Over the course of the days and weeks before the game, work continued as railings and paint were finalized. As it happened, some of that was still temporary when Sept. 5 rolled around. The Sunday before the game, the Seattle Times ran a story under the headline: "Is It Safe? UW, Builders Say Yes."
"The paint may still be wet, the guard rails temporary, and the landscaping shoddy," reporter Tom Farrey wrote. "But come Saturday, the new roof at Husky Stadium definitely – repeat, definitely – will be safe to watch a football game under. So says Al Tarr, who is in charge of the project.
"'I've heard the (fears),'' said Tarr, the assistant vice president for facilities management at the University of Washington. "But this is an extraordinarily safe structure. If there were any safety concerns, the city and the university wouldn't let us play a game there.''
Farrey's story also noted that the city had yet to sign off on the final inspection and that the Kingdome was still available if needed. Obviously, it wasn't.
The following Sunday's Times carried a story from reporter Rebecca Perl which opened:
"Two hours before the first kickoff of the season in what is now the Northwest's largest stadium, Rachel Livingston and Kim Gaetz, ushers, were eyeing the new north addition of Husky Stadium.
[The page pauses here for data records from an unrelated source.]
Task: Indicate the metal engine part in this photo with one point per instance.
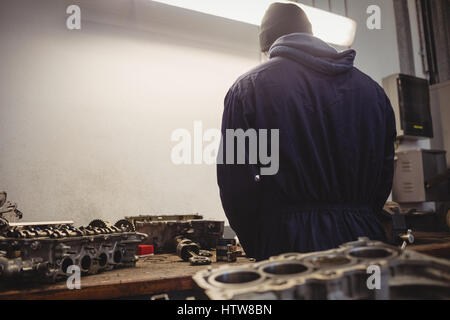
(8, 210)
(340, 273)
(46, 250)
(163, 229)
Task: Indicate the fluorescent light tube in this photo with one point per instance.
(330, 27)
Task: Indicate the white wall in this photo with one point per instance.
(86, 116)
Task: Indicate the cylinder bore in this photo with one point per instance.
(284, 268)
(67, 262)
(371, 253)
(102, 259)
(237, 277)
(86, 262)
(117, 257)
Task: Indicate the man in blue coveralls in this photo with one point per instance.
(336, 144)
"'I've thought of the possibility of it falling,' Livingston said. 'I don't think they would stick all those contributors up here if they thought it might fall,' said Gaetz.
"The new north stands didn't fall. They shook, though, when the fans stamped their feet as the
Huskies rolled to a 31-21 victory yesterday over the Stanford Cardinal. But despite a lot of jokes about the addition falling, as its first steel skeleton did in February, no one seemed truly afraid."


There were some minor hiccups – the air conditioning didn't work in the new Tyee Center (now the Don James Center), and some of the water fountains weren't in operation – but all in all, the new-look stadium was a success. Even the extra traffic brought on by the addition of 13,500 fans wasn't as bad as expected. Official attendance was 73,676.
On the field, the Huskies were led by early-season Heisman Trophy candidate Chris Chandler and receiver Darryl Franklin. Chandler went 18-for-31 for 314 yards while Franklin had a career day of his own, catching eight passes for 209 yards (second-most in UW history at the time) and a score.
Fullbacks Aaron Jenkins and Tony Covington also scored touchdown for the Huskies, and Brandy Brownlee added three field goals.
Along with the new stadium addition, much of the coverage in the sports sections of that centered on Brian Bosworth, whom the Seahawks had selected in the NFL's supplemental draft. The Boz, whose debut was probably as highly anticipated as any football player in Pacific Northwest history, would begin his pro career in the Seahawks regular-season opener a week after the Huskies' opened the season vs. the Cardinal.
As for the Huskies, the 1987 season would probably be considered something of a disappointment as the UW's seven wins (7-4-1) equaled the fewest since 1976. Washington finished third in the conference with a 4-3-1 record and beat Tulane in the Independence Bowl, in Shreveport, La.
Franklin, who was drafted by the Rams in the eighth round of the following spring's draft but didn't play in the NFL, went into his family business and now owns a roofing company in the Tacoma area, where he grew up.
Chandler was the Indianapolis Colts' third-round draft pick in 1988. He went on to play a total of 17 years in the NFL, for eight different teams. In 1998, he led the Atlanta Falcons to a 14-2 regular-season record and a trip to the Super Bowl, where Atlanta lost to John Elway and the Broncos. Elways' father, Jack, was the Stanford head coach in 1987. Since retiring, Chandler has resided mainly in the San Diego area.